Should the insurer be presumed to have knowledge of matters that it could have discovered from public resources? The Court of Appeal in Hua Tyan Development Limited v. Zurich Insurance Company Limited [2012] 5 HKC 117 unanimously held not.

Background

Hua Tyan (the "Insured") is a timber trader who ships logs from Southeast Asia to China. It insured its vessel, MV Ho Feng No.7 (the "Vessel"), with Zurich Insurance Company Limited (the "Insurer"). The Vessel sank during a voyage in January 2008 and the Insured claimed under its policy. The Insurer denied liability on the basis that the Insured breached the Dead Weight Tonnage Warranty (the "Warranty") which warranted that the Vessel's Dead Weight Tonnage (DWT) is not less than 10,000 tons. The Vessel's DWT was in fact 8,960 tons and therefore breached the Warranty. The Insurer also argued that the Insured breached its duty of disclosure by failing to disclose the true DWT of the Vessel.

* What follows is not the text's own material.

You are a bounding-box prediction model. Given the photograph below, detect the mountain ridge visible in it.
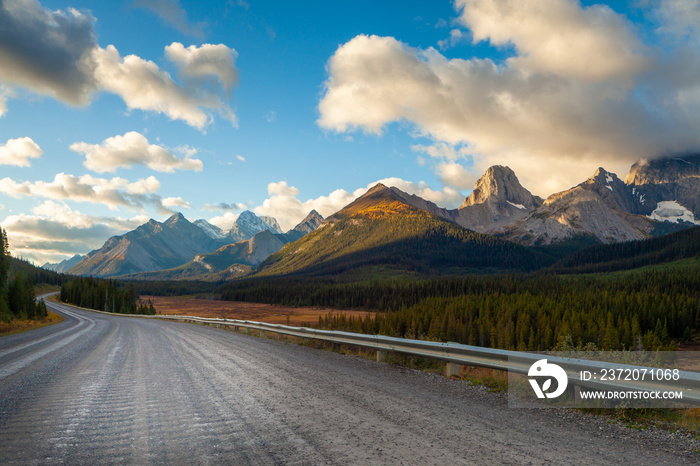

The First Instance Judgment

The First Instance Judgment (Chung J) held that the Warranty did not apply because it was inconsistent with the purpose of the policy, which was to provide coverage for the Vessel. Chung J also found that the Insured did not breach its duty of disclosure because the Insurer could have found out about the tonnage of the Vessel from the internet.

The Court of Appeal

The First Instance Judgment was overturned on appeal. The Court of Appeal found that on the face of the policy, there was no inconsistency between the Warranty and the coverage provided because the Insurer had agreed to cover the Vessel subject to the Warranty.

In order to establish that the Warranty was inconsistent with the policy, the Insured had to show that when the policy was issued, both the Insured and the Insurer knew the Vessel's true DWT, namely that it was less than 10,000 tons. An insurer is presumed to know matters of common notoriety and matters which it ought to know in the ordinary course of its business. The Court of Appeal held that just because the information was available on the internet and the Insurer could have made inquiries, it did not mean the Insurer should have made inquiries. The Insured must show there was some foundation for the Insurer to make such inquiries, for instance, that it was common practice for insurers to make such enquiries in the marine insurance industry.

The Insurer therefore did not have presumed knowledge of the Vessel's true DWT merely because the information was available on the internet. The Warranty was not inconsistent with the policy and the Insurer could rely on the Warranty to avoid liability.

Given the Insurer did not "know" the true DWT of the Vessel, the Insured also breached its duty of disclosure by failing to disclose this information.

The Insurer's appeal was allowed. As the Court of First Instance had found against the broker in the alternative, judgment was entered against the broker instead.

Takeaway

Merely because information is available on the internet or from public resources does not impose a duty on the insurer to make enquiries. The insured is still required to disclose such information if material to the risk. There must be some foundation, such as common industry practice, before the insurer is imputed knowledge of facts available on the internet or from public resources. This decision certainly gives insurers comfort that there is no duty to make enquiries merely because the information is available from public resources.

The decision is welcomed as it confirms the insured or its broker bears the responsibility of disclosing material facts, and the insurer cannot be expected to undertake further enquiries of matters that are known by the insured.